If you extract validateRuleBody() and write 5 tests for it, the API route that calls validateRuleBody() is still untested. Helper tests verify transformation logic. They do NOT verify:
- Auth checks on the route
- Database queries executing correctly
- Error responses from the handler
- The full request→response contract
Behavior Coverage Checklist — two levels, both required:
Write NOW (unit/integration — during TDD in /start Step 4):
| Code you wrote | Test to write now |
|---|---|
| API route handler | Integration test that calls the handler, checks status + response body |
| Bug fix | Regression test that reproduces the original symptom |
| State management logic | Test through the API or function that triggers the flow |
| Extracted helper/utility | Unit test — but this DOES NOT replace tests for the code that calls it |
Owe for E2E (browser tests — written in /start Step 5):
| Code you wrote | E2E test owed |
|---|---|
| UI component with interactions | E2E that clicks/types/drags and verifies outcomes |
| Navigation change | E2E that clicks nav item, verifies URL + destination content |
| Bug fix with UI symptoms | E2E that reproduces the original user-visible bug |
| New page or route | E2E that navigates to it and tests the primary workflow |
Before leaving TDD, list your E2E debts. Write them down — they carry forward to Step 5. Example:
E2E debts from Step 4:
- Canvas page: drag entry→project creates rule, future entries auto-link
- Navigation: sidebar + mobile nav show Canvas, clicking navigates correctly
- Bug fix: calendar cells are ≥32px on mobile viewport
The rule: A helper test is a bonus. The behavior test is the requirement.

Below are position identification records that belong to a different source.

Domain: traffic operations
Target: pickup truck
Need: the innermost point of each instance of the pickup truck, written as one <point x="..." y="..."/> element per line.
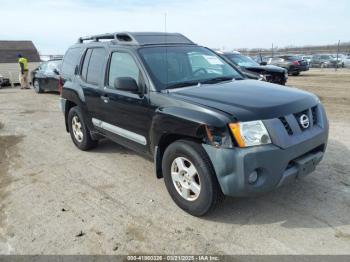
<point x="210" y="131"/>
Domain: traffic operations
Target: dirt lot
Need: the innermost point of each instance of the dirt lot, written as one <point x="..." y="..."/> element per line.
<point x="56" y="199"/>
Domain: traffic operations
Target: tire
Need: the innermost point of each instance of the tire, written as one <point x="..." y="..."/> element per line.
<point x="210" y="193"/>
<point x="79" y="131"/>
<point x="36" y="86"/>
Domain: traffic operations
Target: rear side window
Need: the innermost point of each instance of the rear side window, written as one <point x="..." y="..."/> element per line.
<point x="86" y="64"/>
<point x="71" y="60"/>
<point x="94" y="64"/>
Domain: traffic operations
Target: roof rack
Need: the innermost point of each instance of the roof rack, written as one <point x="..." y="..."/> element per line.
<point x="144" y="38"/>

Gate function before adding mocks:
- "What side effects does the real method have?"
- "Does this test depend on any of those side effects?"

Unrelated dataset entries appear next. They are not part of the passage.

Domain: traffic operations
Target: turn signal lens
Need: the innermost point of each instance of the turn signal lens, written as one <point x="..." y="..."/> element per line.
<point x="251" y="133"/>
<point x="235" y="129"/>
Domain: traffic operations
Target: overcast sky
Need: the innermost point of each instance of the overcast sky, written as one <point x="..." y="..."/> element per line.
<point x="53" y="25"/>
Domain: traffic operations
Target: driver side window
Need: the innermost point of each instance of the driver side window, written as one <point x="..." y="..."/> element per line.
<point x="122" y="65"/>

- "Do I fully understand what this test needs?"
If unsure: Run test with real implementation FIRST, observe, THEN add minimal mocking.
Bug Fix Flow
- Write a test that reproduces the exact bug
- Verify the test FAILS (confirms it catches the bug)
- Fix the code
- Verify the test PASSES
- Run full suite for regressions
Verification Checklist
Before marking work complete:
- Every new function/method has a test
- Watched each test fail before implementing
- Each test failed for expected reason
- Wrote minimal code to pass each test
- All tests pass
- Output pristine (no errors, warnings)
- Tests use real code (mocks only if unavoidable)
- Edge cases and errors covered
Can't check all boxes? You skipped TDD. Start over.